Returning to Ground Zero 1

One of the two memorial pools at the 9/11 park in New York City.

Jamey Walston

Eight years ago in New York City I walked by a construction site. It was surrounded by fencing and black plastic, but through gaps I could see a hole. A massive hole. In 2001 it was one of the Twin Towers. People hurried by on the street somberly and I blended back into the crowd. 

On August 21st, I revisited the site. Walking through the small park, I stopped when I got to one of the memorial pools. Engraved with the names of those who died, the water rushed from under the border and cascaded over the edge into the deep, black basin like tears. Here in this park surrounded by trees and park benches, this spot still weeps for those lost to hatred and terror. The engraved border is wide and cold to the touch. Everyone places their hands on the stone and traces the names with their fingertips. Christopher, Mary Lou, Frank… A white rose is placed on a special engraving for Engine 65. 

I look up to the One World Trade Center.

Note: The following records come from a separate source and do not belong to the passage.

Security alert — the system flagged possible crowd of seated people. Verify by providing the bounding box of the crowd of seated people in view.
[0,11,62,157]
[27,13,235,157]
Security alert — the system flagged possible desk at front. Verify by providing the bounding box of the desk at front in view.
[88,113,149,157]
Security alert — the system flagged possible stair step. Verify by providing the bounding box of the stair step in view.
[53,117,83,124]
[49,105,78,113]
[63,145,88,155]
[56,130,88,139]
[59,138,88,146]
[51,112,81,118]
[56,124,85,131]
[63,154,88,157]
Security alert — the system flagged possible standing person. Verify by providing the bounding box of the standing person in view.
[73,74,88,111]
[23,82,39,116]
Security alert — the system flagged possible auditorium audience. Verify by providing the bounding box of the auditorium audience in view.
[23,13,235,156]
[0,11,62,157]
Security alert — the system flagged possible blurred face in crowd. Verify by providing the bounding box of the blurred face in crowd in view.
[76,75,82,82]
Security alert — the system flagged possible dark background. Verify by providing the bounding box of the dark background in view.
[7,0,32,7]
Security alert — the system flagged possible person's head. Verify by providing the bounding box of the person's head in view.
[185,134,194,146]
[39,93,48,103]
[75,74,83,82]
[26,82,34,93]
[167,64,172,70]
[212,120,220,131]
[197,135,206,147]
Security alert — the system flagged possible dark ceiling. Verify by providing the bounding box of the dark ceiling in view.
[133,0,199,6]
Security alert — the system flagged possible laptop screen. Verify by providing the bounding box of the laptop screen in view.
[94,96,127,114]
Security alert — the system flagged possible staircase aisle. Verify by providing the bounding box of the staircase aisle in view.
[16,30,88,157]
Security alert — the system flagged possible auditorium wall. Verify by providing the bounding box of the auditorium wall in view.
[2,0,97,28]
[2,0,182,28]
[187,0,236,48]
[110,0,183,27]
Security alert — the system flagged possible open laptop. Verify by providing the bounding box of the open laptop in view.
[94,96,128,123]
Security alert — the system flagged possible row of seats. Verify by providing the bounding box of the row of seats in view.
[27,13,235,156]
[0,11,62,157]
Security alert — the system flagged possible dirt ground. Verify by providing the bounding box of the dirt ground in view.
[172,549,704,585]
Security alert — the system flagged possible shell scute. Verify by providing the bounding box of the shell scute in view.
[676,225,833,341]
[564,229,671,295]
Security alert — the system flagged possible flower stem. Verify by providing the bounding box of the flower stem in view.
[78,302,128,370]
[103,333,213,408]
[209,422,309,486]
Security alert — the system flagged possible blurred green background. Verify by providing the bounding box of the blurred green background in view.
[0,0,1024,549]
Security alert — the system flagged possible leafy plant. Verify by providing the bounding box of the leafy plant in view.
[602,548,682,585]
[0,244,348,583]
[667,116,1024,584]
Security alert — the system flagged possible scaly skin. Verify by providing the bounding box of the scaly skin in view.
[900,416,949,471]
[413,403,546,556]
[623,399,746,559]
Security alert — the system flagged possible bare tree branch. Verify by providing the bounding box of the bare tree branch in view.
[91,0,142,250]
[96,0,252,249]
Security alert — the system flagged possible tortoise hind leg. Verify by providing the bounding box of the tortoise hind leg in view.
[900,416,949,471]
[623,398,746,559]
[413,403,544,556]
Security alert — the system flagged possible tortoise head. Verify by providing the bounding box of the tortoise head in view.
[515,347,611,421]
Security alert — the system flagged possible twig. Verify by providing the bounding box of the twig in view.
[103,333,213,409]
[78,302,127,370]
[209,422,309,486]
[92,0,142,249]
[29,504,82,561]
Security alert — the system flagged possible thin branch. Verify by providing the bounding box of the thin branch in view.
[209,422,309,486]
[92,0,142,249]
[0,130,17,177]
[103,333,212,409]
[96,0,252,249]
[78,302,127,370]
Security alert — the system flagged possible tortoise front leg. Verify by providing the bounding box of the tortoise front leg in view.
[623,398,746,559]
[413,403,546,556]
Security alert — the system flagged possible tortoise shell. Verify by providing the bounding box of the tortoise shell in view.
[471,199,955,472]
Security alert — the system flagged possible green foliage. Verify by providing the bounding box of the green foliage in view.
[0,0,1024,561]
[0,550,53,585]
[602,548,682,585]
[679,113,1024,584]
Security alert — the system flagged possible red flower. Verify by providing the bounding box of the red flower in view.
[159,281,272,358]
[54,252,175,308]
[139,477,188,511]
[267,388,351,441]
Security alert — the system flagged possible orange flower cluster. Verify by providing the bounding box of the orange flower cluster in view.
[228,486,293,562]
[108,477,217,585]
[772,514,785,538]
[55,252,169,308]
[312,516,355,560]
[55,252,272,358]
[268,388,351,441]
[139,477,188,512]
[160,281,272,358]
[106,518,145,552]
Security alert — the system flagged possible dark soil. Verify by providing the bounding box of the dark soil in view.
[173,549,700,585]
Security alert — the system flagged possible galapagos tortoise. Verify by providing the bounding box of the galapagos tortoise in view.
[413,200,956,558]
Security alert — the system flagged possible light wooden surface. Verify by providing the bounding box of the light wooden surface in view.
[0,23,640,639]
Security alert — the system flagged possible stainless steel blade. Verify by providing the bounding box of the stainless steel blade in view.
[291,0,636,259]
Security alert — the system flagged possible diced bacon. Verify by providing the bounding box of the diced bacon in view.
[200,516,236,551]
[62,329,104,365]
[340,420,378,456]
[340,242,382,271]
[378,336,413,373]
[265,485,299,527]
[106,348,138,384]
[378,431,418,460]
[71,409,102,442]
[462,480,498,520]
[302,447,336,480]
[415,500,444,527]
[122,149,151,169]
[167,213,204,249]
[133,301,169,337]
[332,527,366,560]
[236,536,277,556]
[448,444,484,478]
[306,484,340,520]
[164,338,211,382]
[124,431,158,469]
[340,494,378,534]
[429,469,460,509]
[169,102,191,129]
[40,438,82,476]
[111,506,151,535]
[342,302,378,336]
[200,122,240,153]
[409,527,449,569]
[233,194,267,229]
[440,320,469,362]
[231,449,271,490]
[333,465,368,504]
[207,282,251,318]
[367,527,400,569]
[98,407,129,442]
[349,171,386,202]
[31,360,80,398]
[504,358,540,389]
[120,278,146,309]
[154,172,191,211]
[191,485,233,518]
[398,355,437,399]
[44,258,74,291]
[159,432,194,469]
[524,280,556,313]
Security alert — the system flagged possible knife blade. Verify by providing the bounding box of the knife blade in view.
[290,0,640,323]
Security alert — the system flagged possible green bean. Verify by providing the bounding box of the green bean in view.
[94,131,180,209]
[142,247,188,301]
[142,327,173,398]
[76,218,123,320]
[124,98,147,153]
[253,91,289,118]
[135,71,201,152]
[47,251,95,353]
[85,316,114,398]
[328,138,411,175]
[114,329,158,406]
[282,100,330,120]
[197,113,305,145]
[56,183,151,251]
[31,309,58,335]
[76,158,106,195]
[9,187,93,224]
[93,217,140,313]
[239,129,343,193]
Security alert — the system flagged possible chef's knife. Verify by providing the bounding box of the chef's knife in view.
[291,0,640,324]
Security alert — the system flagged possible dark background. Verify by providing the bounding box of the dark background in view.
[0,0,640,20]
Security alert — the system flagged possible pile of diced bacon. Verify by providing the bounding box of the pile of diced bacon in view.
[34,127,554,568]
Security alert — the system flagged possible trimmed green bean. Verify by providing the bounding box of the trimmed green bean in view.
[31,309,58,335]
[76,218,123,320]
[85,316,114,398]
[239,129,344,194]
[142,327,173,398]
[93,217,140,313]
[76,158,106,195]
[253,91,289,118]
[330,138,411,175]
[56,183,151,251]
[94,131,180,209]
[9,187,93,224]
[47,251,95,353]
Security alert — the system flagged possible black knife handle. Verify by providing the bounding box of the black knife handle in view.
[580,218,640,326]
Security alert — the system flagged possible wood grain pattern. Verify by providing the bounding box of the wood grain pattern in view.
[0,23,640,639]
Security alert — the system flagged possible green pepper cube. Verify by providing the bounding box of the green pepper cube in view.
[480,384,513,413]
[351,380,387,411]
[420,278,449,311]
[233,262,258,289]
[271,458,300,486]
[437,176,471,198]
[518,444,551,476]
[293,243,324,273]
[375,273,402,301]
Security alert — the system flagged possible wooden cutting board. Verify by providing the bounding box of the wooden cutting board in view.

When I stand beside it, I can’t even see the top. The tower is sleek, noble, and fierce. From the depths of the pool to the top of the Tower, the whole site seems to project this sense of bold resistance to terror. Standing here I feel the strength of this city and of our nation. As the anniversary of 9/11 approaches, I am glad to have visited the site where, though many lives were lost, terror did not win.